Não há qualquer inconstitucionalidade na transferência da competência penal originária do Plenário para as turmas do Supremo Tribunal Federal. É o que defende a Advocacia-Geral da União em parecer enviado à Ação Direta de Inconstitucionalidade que discute o caso no STF, ajuizada pela Mesa Diretora da Câmara dos Deputados.

Segundo o parecer da AGU, a Constituição Federal, no artigo 102, diz apenas que cabe ao Supremo julgar os crimes comuns cometidos por parlamentares.

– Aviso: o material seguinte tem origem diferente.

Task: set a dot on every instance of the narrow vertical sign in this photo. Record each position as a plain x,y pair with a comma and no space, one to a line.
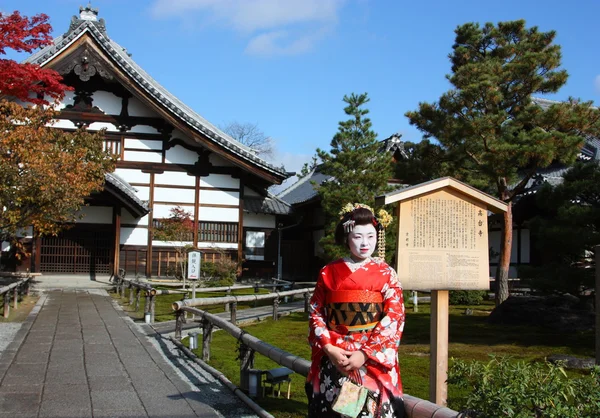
194,265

Não há qualquer menção à distribuição interna desses casos, desde que eles sejam julgados pelo STF.

A transferência da competência penal do Supremo para as turmas foi feita por meio de uma emenda regimental de julho deste ano. Seguindo proposta do ministro Luis Roberto Barroso, o tribunal decidiu desafogar os trabalhos do Plenário evitando que os onze ministros se reúnam para discutir casos concretos. O espírito da ideia é que o Pleno se dedique apenas a casos com repercussão geral e a ações de controle de constitucionalidade.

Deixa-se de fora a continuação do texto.